19 Zugleich vermag der Antragsteller auch nicht nachvollziehbar darzulegen, dass von etwaigen Störfällen außerhalb des Betriebsbereichs der genehmigten Anlage unzumutbare Einwirkungen auf dessen Rechtspositionen ausgehen können. Derartige Störfälle sind insoweit zu berücksichtigen, als der Regelungsumfang der angefochtenen Genehmigung betroffen ist, der neben der Errichtung und dem Betrieb des LNG-Terminals auch die Anläufe von jährlich bis zu 110 LNG-Lieferschiffen umfasst. Die realistische Möglichkeit einer "Fernwirkung" eines etwaigen Havariegeschehens namentlich innerhalb des Hafenbeckens, etwa im Zusammenhang mit einem Brand, einer Schiffskollision oder einem unkontrollierten Aufprall eines (Liefer-)Schiffes an der Kaimauer, zulasten seines Grundstücks lässt sich aus den enumerativ benannten Störfallrisiken bzw. Havarieszenarien nicht ableiten. Auch den vorgelegten gutachterlichen Stellungnahmen von Prof. Dr. K zur Situation im Hafen Mukran lässt sich ein auf die nähere Einschätzung der "Fernwirkung" von Havarien gerichteter Untersuchungsansatz nicht entnehmen. Vielmehr führt die "Gutachterliche Stellungnahme zu technischen Fragestellungen zur Maßnahme 'Innere Hafengewässer Multipurpose Terminal Liegeplatz 3a 2. BA Liegeplatz 12 LNG-Terminal Mukran Port'" von Prof. Dr. K vom 15. März 2024 (S. 21) selbst aus, dass die Nähe des Störfallbetriebs zu Wohngebieten in Mukran und Prora sowie öffentlich genutzten Bereichen wie dem Strandbereich der Gemeinde Binz nicht betrachtet worden sei. Demgegenüber sind die Ausführungen der Beigeladenen nachvollziehbar, wonach es in diesbezüglich denkbaren Störfallkonstellationen - hinsichtlich von Kollisionsrisiken insbesondere vor dem Hintergrund der im Hafenbecken nur möglichen geringen Geschwindigkeiten - jedenfalls zu keinem Bruch der doppelwandigen LNG-Tanks sowohl der FSRU-Schiffe als auch der LNG-Lieferschiffe kommt. Über das unmittelbare Umfeld hinausreichende unzumutbare Auswirkungen etwaiger Havarien außerhalb des Betriebsbereichs der genehmigten Anlage, namentlich im Bereich des für den LNG-Umschlag genutzten Hafenbeckens, sind nach allem nicht zu erwarten. Danach kommt eine Verletzung von Rechten des in der Gemeinde Sassnitz ansässigen Antragstellers nicht in Betracht.

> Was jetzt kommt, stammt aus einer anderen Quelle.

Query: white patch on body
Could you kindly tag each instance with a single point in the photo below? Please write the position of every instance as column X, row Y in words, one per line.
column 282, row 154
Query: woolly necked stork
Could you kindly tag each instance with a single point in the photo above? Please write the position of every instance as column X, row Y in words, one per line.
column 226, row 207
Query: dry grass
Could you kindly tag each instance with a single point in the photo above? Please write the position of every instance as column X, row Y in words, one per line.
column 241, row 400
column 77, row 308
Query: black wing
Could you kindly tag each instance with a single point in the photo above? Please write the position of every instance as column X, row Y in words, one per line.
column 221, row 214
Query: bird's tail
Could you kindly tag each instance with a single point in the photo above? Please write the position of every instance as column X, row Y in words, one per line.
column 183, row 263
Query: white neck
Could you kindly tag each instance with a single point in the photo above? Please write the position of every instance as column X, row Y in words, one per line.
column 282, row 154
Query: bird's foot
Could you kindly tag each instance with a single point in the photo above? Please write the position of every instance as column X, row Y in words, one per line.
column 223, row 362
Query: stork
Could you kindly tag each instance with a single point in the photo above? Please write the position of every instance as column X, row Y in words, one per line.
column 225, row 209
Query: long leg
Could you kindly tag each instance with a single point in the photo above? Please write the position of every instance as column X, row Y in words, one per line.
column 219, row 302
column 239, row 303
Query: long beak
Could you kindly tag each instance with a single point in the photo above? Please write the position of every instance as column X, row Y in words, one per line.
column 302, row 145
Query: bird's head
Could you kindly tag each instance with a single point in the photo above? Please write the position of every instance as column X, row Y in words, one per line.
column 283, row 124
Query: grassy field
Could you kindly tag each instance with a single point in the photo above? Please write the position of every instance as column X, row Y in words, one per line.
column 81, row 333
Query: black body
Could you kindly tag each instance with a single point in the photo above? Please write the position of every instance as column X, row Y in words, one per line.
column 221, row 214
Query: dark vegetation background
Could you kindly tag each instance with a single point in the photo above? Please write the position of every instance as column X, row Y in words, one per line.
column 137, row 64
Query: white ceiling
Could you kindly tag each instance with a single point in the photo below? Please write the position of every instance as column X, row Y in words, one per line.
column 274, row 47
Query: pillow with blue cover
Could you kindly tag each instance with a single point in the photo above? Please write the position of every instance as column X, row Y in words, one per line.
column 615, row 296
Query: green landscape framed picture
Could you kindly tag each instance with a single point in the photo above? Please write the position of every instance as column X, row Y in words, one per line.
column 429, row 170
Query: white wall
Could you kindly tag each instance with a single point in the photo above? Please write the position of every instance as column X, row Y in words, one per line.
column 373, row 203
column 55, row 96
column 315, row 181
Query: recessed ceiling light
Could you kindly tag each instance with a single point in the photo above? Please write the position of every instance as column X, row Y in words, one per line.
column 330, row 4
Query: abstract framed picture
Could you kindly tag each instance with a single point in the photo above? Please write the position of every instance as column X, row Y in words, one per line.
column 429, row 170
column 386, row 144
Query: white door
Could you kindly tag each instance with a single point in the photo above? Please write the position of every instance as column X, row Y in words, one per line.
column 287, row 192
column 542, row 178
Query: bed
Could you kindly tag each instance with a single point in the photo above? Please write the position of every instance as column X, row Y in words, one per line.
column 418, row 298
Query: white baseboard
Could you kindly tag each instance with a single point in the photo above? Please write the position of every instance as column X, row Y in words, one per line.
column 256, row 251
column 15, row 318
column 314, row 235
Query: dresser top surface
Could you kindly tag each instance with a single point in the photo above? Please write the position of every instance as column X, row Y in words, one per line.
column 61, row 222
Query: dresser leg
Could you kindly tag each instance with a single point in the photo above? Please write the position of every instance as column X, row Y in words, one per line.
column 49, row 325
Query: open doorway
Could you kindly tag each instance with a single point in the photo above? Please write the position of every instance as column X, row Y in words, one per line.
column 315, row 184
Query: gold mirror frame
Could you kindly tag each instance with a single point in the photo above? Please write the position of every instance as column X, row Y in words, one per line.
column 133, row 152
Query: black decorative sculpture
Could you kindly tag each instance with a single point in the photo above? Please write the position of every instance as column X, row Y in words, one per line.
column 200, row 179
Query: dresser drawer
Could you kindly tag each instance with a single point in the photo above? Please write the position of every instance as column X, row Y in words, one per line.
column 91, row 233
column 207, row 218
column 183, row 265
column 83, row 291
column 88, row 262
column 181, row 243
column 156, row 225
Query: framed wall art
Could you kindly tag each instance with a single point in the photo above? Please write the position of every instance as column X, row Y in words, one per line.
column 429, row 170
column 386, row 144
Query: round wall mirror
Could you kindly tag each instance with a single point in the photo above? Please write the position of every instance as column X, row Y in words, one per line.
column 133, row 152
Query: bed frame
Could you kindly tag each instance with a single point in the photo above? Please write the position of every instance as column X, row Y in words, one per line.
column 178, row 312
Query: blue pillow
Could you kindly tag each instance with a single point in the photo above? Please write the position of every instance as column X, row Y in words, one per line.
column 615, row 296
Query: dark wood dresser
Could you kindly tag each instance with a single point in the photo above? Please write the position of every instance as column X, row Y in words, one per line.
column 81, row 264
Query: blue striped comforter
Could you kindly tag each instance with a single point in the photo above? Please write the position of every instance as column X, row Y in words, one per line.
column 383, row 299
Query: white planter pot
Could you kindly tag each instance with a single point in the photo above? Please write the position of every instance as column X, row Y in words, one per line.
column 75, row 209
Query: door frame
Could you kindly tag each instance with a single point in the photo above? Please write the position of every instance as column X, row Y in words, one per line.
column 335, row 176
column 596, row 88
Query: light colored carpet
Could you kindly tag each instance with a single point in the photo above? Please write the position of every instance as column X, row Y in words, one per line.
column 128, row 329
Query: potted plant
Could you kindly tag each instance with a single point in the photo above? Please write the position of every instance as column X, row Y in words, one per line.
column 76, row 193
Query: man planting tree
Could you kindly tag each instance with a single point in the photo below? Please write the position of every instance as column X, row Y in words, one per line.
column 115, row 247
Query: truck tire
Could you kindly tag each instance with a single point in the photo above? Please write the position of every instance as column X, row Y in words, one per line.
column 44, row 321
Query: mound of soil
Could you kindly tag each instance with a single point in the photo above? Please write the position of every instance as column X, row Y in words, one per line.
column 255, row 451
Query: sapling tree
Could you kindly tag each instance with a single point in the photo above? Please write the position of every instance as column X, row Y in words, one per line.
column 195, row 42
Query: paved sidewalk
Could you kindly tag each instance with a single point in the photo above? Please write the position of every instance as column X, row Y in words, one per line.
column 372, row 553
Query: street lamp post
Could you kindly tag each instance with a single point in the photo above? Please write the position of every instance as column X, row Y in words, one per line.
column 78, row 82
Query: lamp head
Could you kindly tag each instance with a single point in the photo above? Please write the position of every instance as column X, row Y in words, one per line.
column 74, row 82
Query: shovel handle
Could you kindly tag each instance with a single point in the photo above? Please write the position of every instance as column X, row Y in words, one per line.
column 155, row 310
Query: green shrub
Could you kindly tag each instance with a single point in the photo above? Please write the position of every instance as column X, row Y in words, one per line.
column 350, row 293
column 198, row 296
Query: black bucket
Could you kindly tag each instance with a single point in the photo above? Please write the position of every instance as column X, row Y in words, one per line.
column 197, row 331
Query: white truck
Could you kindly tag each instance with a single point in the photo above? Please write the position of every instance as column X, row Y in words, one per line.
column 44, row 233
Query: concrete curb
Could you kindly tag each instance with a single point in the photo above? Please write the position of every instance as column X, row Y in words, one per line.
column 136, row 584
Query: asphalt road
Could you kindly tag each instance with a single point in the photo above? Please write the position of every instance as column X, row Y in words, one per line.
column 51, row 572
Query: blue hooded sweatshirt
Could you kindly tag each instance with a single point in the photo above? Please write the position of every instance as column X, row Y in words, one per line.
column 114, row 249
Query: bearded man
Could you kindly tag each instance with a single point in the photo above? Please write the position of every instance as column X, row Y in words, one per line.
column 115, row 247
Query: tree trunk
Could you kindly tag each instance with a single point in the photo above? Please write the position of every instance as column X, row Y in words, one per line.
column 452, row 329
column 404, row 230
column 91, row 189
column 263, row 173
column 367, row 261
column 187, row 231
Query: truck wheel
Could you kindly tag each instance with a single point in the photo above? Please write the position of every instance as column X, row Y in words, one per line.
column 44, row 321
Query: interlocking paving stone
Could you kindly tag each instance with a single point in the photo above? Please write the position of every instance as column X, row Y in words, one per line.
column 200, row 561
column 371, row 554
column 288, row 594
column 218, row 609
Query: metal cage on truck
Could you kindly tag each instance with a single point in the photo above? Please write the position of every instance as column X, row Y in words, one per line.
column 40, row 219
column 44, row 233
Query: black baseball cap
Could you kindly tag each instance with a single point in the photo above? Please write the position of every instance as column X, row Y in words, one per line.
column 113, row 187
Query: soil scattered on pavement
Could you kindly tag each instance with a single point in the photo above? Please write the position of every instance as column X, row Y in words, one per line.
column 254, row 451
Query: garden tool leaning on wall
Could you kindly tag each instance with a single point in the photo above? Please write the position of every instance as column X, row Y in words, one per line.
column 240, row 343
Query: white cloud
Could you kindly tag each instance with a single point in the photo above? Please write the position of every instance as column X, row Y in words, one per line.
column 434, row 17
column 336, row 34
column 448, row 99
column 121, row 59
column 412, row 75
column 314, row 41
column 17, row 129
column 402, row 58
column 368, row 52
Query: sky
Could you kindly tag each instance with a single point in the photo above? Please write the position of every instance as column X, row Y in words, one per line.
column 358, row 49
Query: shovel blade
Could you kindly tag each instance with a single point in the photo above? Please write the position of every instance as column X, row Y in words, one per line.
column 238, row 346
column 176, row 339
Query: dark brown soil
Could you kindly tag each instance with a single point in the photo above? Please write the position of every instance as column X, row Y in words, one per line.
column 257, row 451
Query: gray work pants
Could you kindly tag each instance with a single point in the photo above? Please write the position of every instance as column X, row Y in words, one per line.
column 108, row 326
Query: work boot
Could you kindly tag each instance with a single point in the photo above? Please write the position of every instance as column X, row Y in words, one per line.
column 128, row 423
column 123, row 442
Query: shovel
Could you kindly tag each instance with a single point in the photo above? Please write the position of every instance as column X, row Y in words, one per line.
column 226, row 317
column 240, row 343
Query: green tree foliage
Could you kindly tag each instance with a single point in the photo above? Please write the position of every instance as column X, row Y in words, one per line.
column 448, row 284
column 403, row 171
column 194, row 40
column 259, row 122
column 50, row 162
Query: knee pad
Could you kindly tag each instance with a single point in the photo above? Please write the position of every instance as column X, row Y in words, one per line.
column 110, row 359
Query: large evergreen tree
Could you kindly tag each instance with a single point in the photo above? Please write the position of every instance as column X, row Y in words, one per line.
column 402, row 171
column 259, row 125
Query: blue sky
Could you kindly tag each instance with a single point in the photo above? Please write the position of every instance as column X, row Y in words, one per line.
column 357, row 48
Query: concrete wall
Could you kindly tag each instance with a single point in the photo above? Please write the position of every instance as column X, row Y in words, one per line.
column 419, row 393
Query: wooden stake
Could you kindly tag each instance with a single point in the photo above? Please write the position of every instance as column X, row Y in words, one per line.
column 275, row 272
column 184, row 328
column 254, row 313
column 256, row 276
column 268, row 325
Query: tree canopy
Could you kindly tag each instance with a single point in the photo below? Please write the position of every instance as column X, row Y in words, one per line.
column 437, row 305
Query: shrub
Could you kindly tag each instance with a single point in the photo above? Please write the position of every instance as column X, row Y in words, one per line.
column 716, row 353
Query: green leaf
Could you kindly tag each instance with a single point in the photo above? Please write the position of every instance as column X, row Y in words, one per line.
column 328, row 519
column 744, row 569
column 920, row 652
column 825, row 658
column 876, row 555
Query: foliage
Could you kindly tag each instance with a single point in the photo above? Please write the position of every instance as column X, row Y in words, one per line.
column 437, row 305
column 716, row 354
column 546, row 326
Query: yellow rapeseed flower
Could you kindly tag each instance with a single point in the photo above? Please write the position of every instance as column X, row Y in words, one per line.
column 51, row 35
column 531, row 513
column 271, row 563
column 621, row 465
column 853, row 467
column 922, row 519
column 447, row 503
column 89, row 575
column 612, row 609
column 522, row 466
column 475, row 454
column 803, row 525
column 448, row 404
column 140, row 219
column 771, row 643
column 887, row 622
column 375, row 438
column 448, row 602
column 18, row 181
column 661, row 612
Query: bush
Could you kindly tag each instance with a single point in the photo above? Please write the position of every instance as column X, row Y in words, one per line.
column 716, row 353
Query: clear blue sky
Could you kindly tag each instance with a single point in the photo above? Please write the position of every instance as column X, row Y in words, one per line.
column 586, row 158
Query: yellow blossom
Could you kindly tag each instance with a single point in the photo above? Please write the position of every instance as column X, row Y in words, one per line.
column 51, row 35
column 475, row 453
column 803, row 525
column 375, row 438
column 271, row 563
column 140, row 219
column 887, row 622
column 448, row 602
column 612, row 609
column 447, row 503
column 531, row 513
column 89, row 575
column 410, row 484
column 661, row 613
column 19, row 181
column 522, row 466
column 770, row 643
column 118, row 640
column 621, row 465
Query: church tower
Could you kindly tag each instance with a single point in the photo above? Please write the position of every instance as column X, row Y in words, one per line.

20 c) Mangels Antragsbefugnis ist der Rüge, eine Umweltverträglichkeitsprüfung sei zu Unrecht unterblieben, nicht nachzugehen. Die diesbezüglich erweiterten Rügemöglichkeiten nach Maßgabe des Umwelt-Rechtsbehelfsgesetzes (§ 4 Abs. 1 Satz 1 Nr. 1 i. V. m Abs. 3 UmwRG) betreffen den Umfang der Begründetheitsprüfung, lassen aber den subjektiv-rechtlichen Ansatz des § 42 Abs. 2 VwGO unangetastet (vgl. BVerwG, Urteil vom 23. Juni 2022 - 7 C 1.21 - ZfB 2022, 207 Rn. 21 m. w. N.).
21 Mit der Ablehnung des Aussetzungsantrags erledigt sich der weitere Antrag auf Erlass einer Zwischenverfügung.
22 Die Kostenentscheidung beruht auf § 154 Abs. 1, § 162 Abs. 3 VwGO. Die Festsetzung des Streitwerts folgt aus § 52 Abs. 1 i. V. m. § 53 Abs. 2 Nr. 2 GKG.